Aunque seguía siendo una sensación extraña el nerviosismo se había disipado por completo, no se volvieron a besar en público pero se tomaban de la mano al caminar con seguridad, claro que eran observados, a más de un mago casi se le salieron los ojos al verlos juntos, sin embargo nadie se atrevió a decir ni cuchichear nada y menos de la bruja que lo acompañaba, mas de uno sabía de las compañías que ésta tenía la costumbre de cambiar de pareja continuamente y no tomar en serio a las personas con las que salía, pero jamás se les ocurrió decirle algo en público ya que nadie ignoraba quien era su protector, y meterse con Severus Snape era peligroso, el miedo que le tenían a ese hombre no cambiaba fuera o no fuera mortifago.
Se sentaron a comer en un restaurante que tenía unas mesas por fuera con una curiosa sombrilla en medio de ésta, él podía verlo... la forma en la que sonreía, siempre supo que lo que Hermione necesitaba en realidad era un hombre que le diera seguridad en sí misma y le recordara lo que con el tiempo ella había olvidado, más que sentirse deseada y complacida era que él le diera cariño y atenciones.

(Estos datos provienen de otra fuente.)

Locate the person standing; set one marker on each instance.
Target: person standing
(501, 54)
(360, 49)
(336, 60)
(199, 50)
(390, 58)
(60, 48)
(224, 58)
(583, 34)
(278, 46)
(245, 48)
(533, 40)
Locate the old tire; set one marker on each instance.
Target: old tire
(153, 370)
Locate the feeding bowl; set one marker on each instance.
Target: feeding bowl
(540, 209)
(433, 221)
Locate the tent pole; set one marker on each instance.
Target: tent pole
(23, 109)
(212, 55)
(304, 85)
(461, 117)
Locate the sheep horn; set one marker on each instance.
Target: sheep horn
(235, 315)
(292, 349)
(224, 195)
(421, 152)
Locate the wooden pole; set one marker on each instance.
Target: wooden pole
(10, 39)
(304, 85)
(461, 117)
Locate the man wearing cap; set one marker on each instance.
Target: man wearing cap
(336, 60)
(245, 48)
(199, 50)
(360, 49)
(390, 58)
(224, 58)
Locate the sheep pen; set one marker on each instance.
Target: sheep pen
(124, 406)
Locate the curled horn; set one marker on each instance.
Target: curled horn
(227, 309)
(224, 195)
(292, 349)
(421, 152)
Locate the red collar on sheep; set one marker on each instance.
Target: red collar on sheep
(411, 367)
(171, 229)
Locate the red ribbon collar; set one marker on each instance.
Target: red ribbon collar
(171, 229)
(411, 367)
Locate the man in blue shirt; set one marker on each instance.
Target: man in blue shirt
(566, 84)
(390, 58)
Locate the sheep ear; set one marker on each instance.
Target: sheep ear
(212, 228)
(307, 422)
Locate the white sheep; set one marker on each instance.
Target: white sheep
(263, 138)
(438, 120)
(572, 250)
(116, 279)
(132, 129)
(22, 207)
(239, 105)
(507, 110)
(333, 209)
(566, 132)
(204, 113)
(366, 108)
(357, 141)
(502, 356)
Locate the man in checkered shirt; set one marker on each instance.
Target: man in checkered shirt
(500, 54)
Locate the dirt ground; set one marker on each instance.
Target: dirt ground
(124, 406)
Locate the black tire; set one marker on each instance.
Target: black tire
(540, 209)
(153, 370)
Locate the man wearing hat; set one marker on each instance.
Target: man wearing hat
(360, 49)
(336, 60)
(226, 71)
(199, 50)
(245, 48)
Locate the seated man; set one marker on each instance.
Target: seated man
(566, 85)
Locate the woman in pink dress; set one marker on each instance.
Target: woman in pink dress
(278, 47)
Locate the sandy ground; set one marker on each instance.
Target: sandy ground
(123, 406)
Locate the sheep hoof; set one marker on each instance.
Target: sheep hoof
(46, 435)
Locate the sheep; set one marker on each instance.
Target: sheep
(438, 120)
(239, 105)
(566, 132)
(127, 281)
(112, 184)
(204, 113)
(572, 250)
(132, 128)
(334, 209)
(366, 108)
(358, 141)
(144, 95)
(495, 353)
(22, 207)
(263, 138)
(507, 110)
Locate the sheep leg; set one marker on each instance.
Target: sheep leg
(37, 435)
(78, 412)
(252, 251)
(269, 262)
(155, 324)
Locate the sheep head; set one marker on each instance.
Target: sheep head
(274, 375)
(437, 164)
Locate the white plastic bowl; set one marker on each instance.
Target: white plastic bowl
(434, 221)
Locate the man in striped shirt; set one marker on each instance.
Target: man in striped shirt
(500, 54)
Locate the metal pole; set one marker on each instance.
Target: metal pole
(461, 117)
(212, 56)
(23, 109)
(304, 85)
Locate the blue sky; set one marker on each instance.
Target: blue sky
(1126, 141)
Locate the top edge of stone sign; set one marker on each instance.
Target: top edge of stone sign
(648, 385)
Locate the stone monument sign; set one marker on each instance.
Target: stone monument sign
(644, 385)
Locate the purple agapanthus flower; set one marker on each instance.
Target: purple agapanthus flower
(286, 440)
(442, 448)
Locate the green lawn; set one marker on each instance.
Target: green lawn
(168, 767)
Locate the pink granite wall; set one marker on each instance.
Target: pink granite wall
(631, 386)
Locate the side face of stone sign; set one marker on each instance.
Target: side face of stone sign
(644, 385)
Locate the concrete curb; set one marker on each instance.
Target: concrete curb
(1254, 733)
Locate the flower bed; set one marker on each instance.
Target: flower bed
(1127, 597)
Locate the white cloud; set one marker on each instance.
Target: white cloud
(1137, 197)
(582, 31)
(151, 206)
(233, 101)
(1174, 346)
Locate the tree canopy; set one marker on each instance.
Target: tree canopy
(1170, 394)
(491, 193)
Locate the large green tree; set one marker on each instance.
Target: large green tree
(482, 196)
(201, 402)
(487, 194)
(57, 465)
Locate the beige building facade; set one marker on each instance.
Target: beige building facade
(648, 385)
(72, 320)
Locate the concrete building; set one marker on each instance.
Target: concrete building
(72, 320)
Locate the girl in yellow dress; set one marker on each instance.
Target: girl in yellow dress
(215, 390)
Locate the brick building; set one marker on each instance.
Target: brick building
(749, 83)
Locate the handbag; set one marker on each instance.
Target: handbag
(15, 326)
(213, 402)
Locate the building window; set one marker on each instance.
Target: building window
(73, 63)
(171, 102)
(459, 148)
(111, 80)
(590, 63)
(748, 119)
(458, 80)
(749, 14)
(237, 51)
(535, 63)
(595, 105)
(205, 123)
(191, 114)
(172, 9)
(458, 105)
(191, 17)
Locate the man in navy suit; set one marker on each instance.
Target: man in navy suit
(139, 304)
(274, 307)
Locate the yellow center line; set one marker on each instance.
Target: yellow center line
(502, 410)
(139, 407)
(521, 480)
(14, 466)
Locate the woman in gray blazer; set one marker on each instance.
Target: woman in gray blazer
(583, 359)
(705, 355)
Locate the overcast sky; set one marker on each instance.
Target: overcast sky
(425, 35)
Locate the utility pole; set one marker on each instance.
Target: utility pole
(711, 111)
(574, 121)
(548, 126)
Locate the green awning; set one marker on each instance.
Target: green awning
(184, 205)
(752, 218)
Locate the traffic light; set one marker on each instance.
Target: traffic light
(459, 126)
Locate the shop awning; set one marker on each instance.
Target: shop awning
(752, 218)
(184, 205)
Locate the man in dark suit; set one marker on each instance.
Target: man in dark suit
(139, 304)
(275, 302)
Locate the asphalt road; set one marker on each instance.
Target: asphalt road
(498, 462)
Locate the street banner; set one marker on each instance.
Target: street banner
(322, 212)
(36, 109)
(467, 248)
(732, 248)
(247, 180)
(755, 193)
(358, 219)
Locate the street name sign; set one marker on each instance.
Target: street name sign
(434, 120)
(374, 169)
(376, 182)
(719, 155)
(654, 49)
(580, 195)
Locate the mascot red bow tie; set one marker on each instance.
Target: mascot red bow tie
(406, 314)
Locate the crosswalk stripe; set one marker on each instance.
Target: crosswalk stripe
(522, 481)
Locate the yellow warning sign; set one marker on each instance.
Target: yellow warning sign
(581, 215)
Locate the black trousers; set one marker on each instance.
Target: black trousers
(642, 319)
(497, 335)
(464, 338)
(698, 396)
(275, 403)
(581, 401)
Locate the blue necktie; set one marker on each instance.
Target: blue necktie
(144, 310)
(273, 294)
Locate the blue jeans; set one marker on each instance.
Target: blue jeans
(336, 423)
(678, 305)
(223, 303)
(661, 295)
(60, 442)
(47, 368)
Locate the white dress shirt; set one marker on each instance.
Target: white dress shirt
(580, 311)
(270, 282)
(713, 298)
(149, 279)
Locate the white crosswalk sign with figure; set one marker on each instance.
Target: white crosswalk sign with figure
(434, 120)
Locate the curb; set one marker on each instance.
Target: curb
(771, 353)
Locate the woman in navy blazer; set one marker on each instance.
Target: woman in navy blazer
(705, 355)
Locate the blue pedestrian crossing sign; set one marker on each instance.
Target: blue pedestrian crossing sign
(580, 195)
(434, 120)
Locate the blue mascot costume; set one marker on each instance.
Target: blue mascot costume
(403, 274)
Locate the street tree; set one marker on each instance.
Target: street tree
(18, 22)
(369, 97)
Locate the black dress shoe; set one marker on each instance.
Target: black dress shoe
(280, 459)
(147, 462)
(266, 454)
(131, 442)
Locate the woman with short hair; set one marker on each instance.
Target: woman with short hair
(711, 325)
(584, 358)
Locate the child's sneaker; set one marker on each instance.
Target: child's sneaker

- Minerva quiso duplicarme el sueldo con tal que no abandonara el puesto - le comentó mientras veían el menú.
- Llevas años trabajando en el Colegio Severus, ha sido tu hogar por tanto tiempo... ¿por qué renunciaste?
- Quiero pasar tiempo contigo - la mirada de ella brilló dejando ver sus ojos un color más claro llena de ilusiones a las cuales seguía teniendo miedo.
- ¿Lo haces por mí?
- Si, todo esto es serio para mí, no es simplemente encerrarme contigo en la habitación, sino compartir contigo esto: una comida, acompañarte a hacer las compras, desde cocinar hasta leer juntos, demostrarte que disfruto contigo una noche de fuego, una tarde lluviosa y un día entero - sin duda alguna Severus nunca había dicho algo tan romántico, lo cual hizo que ella se enrojeciera - Oh... tú no te sonrojas por las noches, pero si te digo algo lindo le haces el honor al color de tu casa.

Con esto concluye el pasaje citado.